According to the Google Cloud Datastore documentation, fast writing to a new entity kind is bad practice. It says:

Cloud Datastore prepends the namespace and the kind of the root entity group to the Bigtable row key. You can hit a hotspot if you start to write to a new namespace or kind without gradually ramping up traffic.

What about writing an initial set of records at fast rate to an event kind in a namespace, but neither the kind nor the namespace is new? The number of records will be between 5 to 10 millions.

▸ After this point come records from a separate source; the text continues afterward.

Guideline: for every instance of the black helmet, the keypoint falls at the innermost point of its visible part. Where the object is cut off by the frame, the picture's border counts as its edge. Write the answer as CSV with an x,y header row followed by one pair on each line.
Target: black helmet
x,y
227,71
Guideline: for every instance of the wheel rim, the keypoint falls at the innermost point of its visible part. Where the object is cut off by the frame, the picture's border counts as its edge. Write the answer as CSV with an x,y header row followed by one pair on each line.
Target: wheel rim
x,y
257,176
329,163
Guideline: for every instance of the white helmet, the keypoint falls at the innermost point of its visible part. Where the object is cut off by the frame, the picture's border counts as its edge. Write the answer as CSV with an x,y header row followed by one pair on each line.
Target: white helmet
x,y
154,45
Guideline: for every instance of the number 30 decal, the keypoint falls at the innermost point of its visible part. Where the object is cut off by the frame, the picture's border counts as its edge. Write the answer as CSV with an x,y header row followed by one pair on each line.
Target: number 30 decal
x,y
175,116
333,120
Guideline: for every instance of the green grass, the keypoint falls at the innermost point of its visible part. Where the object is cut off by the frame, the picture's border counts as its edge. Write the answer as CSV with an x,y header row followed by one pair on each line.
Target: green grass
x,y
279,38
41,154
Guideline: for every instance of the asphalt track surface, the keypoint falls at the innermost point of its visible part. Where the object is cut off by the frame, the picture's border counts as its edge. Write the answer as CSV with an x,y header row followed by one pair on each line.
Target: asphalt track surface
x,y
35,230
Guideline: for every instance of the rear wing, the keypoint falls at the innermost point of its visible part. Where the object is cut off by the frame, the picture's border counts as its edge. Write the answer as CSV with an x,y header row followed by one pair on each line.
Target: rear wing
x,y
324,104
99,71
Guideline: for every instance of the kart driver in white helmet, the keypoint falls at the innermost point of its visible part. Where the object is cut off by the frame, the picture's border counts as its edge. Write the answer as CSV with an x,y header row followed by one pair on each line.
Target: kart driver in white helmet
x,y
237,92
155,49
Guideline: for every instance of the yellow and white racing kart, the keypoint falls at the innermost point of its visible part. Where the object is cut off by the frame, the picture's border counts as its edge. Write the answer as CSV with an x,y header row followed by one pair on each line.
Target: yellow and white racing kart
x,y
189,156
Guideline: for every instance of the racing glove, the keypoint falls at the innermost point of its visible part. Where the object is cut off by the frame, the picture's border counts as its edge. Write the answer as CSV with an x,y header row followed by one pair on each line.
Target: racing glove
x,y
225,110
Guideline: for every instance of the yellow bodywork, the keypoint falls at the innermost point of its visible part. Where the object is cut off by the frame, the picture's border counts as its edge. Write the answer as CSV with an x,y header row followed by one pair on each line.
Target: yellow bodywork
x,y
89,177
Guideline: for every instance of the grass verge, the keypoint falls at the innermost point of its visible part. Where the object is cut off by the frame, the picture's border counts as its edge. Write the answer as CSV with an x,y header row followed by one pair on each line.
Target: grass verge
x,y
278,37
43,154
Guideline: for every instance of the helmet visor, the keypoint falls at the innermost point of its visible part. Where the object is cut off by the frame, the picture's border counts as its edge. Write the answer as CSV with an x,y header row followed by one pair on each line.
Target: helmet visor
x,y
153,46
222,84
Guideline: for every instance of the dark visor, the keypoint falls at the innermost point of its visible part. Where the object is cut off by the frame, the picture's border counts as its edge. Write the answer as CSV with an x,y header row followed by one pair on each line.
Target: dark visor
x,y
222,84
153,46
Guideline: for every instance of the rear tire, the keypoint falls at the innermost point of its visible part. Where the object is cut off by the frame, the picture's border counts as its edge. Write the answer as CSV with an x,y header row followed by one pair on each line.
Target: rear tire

For example, assume I have a namespace "ns1", and an entity kind "ek1". (Mentally, it is the "ns1.ek1" entity to me.) If I already have many other entity kinds populated in that namespace ("ns1.ek2", "ns1.ek3", ..., "ns1.ekX"), and I already have entities of this kind in other namespaces ("ns2.ek1", "ns3,ek1", ... "nsX.ek1"), will I still run into performance problems due to hotspot updates if I write fast into "ns1.ek1"?

I plan to prime a brand new entity kind for fast writes into the customer specific namespaces by inserting a ton of artificial records with random keys into it in a private namespace. I am wondering if that is a valid technique.

1

1 Answers

0
votes

That won't work. Cloud Datastore splits by key range to cater for increasing load and namespace is prefixed to the key.

For example, if you have ns1.ek1 and ns2.ek2, and sustain a high load rate to ns1.ek1, it won't affect splitting to handle new load to ns2.ek2.